55

167 38 49
                                    

1 Mart 2020

-Eflin-

"Bu adamın edebiyat öğretmenliğini tercihlere yazdığı gecenin şafağını sikeyim."

Sınav sonuçları açıklandı.

Mental olarak yaralı bir sınıfız çünkü sıfır almayan sadece altı kişi var.

Bunların içine Beyza da dahil.

Sıramda oturuyorum, tostumu yiyorum ve etrafı inceleyerek herhangi birinin Beyza'ya laf atmasını bekliyorum.

"Eflin Çağdaş!" Gruplara ayrılarak Özgür hoca hakkında konuşan sınıfa bir nöbetçi öğrenci gürültüyü bastırarak girdi ve disiplinden çağırmamalarını diledim.

"Rehberlikten çağırıyorlar." Güzin'im çağırmış demek.

Günümü kurtarmaya geldi.

Tostu elime aldım ve kısaca Beyza'ya veda ettikten sonra koşarak kendimi bu boğucu ortamdan attım. Ders matematikti, epey zaman harcamam lazımdı.

"Burası." diyerek karşımızdaki kapıyı gösterince ona allah allah, ciddi misin oğlum? türünden bir bakış attım ve kapı kolundan tuttuğum gibi kendime çektim.

Her zaman yaptığı gibi çiçeklerini sulamakla uğraşıyordu ancak kapının açıldığını duyunca hemen başını kaldırdı ve beni görür görmez gülümsedi. "Hoş geldin canım."

"Hoş buldum canım." Yanından geçerken masadaki ikramlardan birini ağzıma sıkıştırdım ve uzun süredir gelmediğim için odadaki değişikliklere göz atmaya başladım. Pek bir şey yoktu.

Masanın karşısındaki iki sandalyeden birine oturduktan sonra arkama yaslanmış ve bacaklarımı sallamaya başlamıştım.
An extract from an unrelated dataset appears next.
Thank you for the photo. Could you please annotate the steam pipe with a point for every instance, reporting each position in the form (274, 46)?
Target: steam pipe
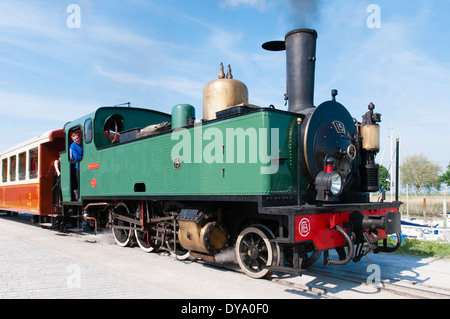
(299, 162)
(397, 160)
Ağzımdaki kurabiye her neyliyse çok lezzetliydi.

"Geldim!" Çiçekleri suladığı şişeyi bir kenara bıraktı ve koltuğuna geçtikten sonra kocaman gülümsemesiyle masaya doğru eğildi. "Nasıl gidiyor bakalım?"

"Ne sen sor ne ben söyleyeyim Güzin." Kederli bakışlarımı fark edince yüzündeki gülümseme soldu ve sorunun ne olduğunu tahmin etmek için beni incelemeye başladı.

"Aslında daha ilk başından sana anlatacaktım ama bir türlü cesaretimi toplayamadım. Şimdi kesinlikle içimi dökmem lazım."

"Her ne olursa olsun aramızda kalacağından emin olabilirsin, dinliyorum."

--

Midem bulanıyordu.

Stresten sürekli ikramlık kurabiyelerden yemiştim ve artık midemi tamamen doldurmuşlardı. Şimdi ise sürekli su içiyordum.

Olayın tamamını tüm detaylarıyla anlattığımdan emin olduktan sonra başımı kaldırdım ve yüzüne baktım. Kesinlikle şok içindeydi.

Ancak bir terapistin yapması gerektiği gibi bunu belli etmedi ve ellerini birbirine kenetledikten sonra kaşları havalandı. "Bunun bir şaka olmadığından emin misin?"

Göz devirerek yerimde doğruldum. "Sen bile bana inanmıyorsan boku yedim demektir."

"İnanmamak değil!" Hemen telaşlandı. "Sadece, olayı kesinleştirmeye çalışıyorum. Bunun tehlikeli bir durum olduğunun farkındayım."

"Şaka olmadığından eminim."

Derin bir nefes aldı. Arkasına yaslandığını koltuğun çıkardığı sesten anlayabilmiştim. Defterine küçük çizgiler atarak düşünmeye çalışıyordu, kafası karışıktı ve hâlâ tam olarak inanmadığından emindim.